I am in the middle of a proteomics experiment. I got my .raw LC-MS/MS files, my software set-up and everything is ready to go. The genome of the organism I am experimenting with is not yet sequenced, but the genome of a closely-related species is.

My idea is: use a gene-prediction database to search MS/MS data against (e.g. with Mascot). I would like to use gene-predictions of the published genome. Furthermore, redundant entries of 90% similarity would be removed and a common contaminants database would be added ( The protein sequences I could then compare to data of NCBI nr database using the NCBI Basic Local Alignment Search Tool with e.g. the R package Bio3d etc.

My Question (although very broad and hopefully very obvious to answer): How do I generate a gene-prediction database form publically available genomic data on NCBI?
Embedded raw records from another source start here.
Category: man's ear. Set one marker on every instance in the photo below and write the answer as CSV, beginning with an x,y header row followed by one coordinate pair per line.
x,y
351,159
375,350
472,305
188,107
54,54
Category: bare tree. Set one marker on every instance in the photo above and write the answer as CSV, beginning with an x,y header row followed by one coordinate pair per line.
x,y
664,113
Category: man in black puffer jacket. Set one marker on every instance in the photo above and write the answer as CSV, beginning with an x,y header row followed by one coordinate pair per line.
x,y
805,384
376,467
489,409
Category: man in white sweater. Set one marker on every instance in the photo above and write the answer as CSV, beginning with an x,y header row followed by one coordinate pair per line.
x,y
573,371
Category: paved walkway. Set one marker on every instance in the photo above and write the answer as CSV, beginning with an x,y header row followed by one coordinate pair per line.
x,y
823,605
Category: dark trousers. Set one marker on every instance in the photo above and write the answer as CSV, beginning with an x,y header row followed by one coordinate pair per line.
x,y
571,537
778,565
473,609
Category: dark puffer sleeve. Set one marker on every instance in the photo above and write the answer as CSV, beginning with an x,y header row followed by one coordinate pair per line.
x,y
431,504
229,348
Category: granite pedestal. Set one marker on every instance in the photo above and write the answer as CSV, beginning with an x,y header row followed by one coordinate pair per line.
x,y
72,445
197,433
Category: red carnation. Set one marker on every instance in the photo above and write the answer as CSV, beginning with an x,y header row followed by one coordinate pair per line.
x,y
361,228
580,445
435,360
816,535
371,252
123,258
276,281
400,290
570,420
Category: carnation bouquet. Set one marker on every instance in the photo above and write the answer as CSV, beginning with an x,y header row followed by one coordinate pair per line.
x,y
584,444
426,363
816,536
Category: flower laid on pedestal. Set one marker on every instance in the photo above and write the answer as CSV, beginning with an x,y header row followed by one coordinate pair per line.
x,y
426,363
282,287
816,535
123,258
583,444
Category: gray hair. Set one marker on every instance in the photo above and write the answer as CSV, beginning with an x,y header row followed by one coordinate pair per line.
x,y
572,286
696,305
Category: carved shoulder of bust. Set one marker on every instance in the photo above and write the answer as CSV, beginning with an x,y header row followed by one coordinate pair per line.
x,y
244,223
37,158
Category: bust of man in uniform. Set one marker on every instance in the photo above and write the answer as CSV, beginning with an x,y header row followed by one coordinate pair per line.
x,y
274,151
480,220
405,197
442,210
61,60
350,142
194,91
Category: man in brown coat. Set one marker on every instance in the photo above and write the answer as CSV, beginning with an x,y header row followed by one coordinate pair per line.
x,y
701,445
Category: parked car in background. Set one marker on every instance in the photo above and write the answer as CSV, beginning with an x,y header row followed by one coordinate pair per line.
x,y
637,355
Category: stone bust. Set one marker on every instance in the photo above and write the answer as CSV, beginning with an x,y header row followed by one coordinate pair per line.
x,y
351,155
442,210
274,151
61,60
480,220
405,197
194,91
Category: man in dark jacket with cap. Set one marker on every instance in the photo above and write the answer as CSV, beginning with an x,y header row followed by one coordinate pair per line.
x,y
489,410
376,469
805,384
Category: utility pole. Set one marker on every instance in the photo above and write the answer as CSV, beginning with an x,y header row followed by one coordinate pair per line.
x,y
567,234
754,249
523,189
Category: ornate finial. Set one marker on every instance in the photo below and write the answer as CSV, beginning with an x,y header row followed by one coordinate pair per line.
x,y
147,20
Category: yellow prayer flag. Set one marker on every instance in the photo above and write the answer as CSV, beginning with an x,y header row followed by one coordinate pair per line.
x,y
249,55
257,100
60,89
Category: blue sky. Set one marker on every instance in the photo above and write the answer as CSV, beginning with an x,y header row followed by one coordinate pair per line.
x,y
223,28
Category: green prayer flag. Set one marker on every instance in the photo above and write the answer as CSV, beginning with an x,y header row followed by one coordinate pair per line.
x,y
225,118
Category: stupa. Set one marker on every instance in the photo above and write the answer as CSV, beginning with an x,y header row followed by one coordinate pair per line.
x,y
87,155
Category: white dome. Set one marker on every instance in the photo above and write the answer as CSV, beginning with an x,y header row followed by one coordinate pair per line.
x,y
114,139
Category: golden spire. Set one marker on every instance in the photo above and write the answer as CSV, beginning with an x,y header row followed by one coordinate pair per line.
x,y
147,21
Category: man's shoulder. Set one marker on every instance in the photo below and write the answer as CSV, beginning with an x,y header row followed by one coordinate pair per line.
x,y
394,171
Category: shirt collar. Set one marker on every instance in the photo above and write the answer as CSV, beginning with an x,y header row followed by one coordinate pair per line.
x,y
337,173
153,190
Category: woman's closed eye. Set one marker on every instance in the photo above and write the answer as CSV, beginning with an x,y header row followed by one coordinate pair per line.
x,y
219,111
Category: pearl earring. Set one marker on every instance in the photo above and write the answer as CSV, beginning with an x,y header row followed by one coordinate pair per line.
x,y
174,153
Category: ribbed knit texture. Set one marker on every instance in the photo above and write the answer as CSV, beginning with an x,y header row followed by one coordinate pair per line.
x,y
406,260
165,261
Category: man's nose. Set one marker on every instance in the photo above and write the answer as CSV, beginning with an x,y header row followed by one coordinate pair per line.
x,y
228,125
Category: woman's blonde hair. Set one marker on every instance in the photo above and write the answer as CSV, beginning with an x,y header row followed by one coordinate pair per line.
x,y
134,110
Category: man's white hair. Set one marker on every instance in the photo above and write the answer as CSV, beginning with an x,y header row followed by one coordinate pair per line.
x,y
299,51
Have mercy with me, I am new to most of this but I have a rough grasp of the jargon and the concepts.

Thanks for your time

First step is to predict the genes:

After that you would probably post a new question about the output. I used AUGUSTUS one time a while ago, it was easy to use. There is also an online version

Which genome? NCBI genomes in general already have been annotated with protein predictions.

This is the genome I am talking about:

There is an old annotation here:

The NCBI genome, more recent and with more data, has not been annotated, though.